Oui, c'est vrai. Combien de fois ai-je eu l'impression de ne rien représenter pour lui? Combien de fois mon cœur a-t-il été blessé à cause de lui? Assez pour qu'une femme normale s'en aille et trouve quelqu'un d'autre. Mais moi, je lui pardonne tout, absolument tout comme une pauvre idiote. Ça fait mal, mais à chaque fois, je reviens. Jamais deux sans trois comme on dit.

— Vous l'aimez, pas vrai?

J'allais répondre que non, sans réfléchir. Mais après avoir bien réfléchi, à quoi bon mentir? Oui, je l'aime. Mais j'ai l'impression que ce n'est pas de l'amour qu'il y a entre nous. Ce n'est pas non plus de l'amitié ni une quelconque affection. C'est quelque chose de toxic. De mauvais. Je ne saurais l'expliquer, mais c'est comme un jeu sadique. Et c'est lui le maître. Il s'amuse avec moi et je ne dis rien pour le contrer. Ça fait mal. Mais en même temps, ça me plaît.

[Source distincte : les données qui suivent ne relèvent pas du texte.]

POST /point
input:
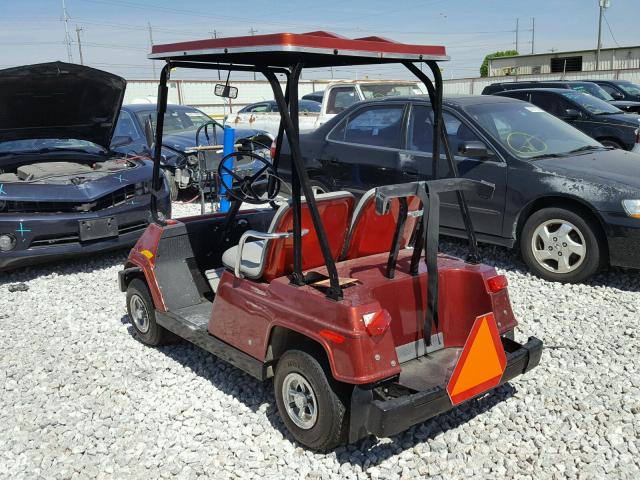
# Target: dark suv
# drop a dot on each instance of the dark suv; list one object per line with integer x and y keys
{"x": 598, "y": 119}
{"x": 620, "y": 89}
{"x": 590, "y": 88}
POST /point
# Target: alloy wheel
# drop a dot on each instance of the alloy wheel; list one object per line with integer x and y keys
{"x": 300, "y": 401}
{"x": 559, "y": 246}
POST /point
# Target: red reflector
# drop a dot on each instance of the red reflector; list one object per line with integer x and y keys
{"x": 333, "y": 336}
{"x": 377, "y": 323}
{"x": 495, "y": 284}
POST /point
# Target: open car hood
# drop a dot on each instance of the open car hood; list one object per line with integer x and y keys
{"x": 59, "y": 100}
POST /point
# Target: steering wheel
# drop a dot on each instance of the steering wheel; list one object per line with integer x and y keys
{"x": 527, "y": 144}
{"x": 242, "y": 188}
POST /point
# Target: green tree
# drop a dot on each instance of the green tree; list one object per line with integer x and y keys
{"x": 484, "y": 68}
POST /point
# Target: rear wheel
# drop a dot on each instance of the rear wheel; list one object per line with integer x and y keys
{"x": 308, "y": 404}
{"x": 142, "y": 315}
{"x": 561, "y": 245}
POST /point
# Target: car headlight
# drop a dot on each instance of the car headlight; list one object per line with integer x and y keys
{"x": 7, "y": 242}
{"x": 632, "y": 207}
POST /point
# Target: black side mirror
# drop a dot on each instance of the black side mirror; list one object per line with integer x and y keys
{"x": 148, "y": 132}
{"x": 571, "y": 114}
{"x": 225, "y": 91}
{"x": 474, "y": 149}
{"x": 121, "y": 141}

Viviane attend toujours ma réponse, patiente.

— J'aimerais ne pas l'aimer.

— Pourquoi?

— Pour plusieurs raisons. Par exemple, le fait qu'il aime ma sœur et qu'il m'utilise comme appât pour...

Sait-elle ce que son petit protégé manigance? Sait-elle qu'il n'est pas bien dans sa tête? Sait-elle qu'il me fait souffrir plus qu'une armée de cannibales ne l'aurait fait? La vieille dame soupire et regard à travers la fenêtre. Dehors, il fait noir.

— Je sais qu'il prend de mauvaises décisions parfois.

— Le mot est un peu faible, vous ne trouvez pas?

— Bon, je l'avoue, il est malade. Complètement instable.

— Et pas qu'un peu!

— Je sais. Mais je pense que tout ce dont il a besoin, c'est d'amour.

— Je n'ai pas cessé de lui en donner. Mais il piétine mes sentiments comme si ce n'était rien.

— Je suis sûre que ce n'est pas le cas. Arthur prend beaucoup de temps avant de comprendre les choses. Un jour, il verra que ce qu'il lui fallait était juste là, sous ses yeux.

J'esquisse un sourire. Viviane serait-elle de mon côté? J'espère que je ne rêve pas et qu'elle m'encourage vraiment pour conquérir son abruti de protégé.

— Vous m'aimez bien, n'est-ce pas? Demandais-je.

— Hm, n'allons pas jusque là.

— Allez, Viviane. Avouez que je serais parfaite en maîtresse de maison.

— Vous savez à peine cuisiner.

— Hey, c'est blessant. Je cuisine très bien. Ce ne serait pas génial que j'habite ici pour toujours?

— Seigneur, épargnez-moi ça. Dit-elle en levant les yeux au ciel.

— Et quand j'aurai des enfants, vous leur ferez des glaces.

— Pour des petits monstres comme vous en miniature?

— Des petits monstres que vous aimerez autant que vous aimez Arthur.

Viviane soupire encore. Cette discussion calme était courte, mais agréable. Il est temps de retourner dans le monde réel, où cette vieille bique ne peut pas me voir en peinture. Elle se relève de son fauteuil et regarde derrière moi.

— Tu es enfin rentré, mon garçon.

Mon garçon? Par pitié, faites qu'elle parle à l'un des agents de sécurité et non à Arthur. Je n'ai pas envie de lui parler.

— Oui, j'ai été retardé au travail.

Mauvaise pioche, c'est Arthur. Génial.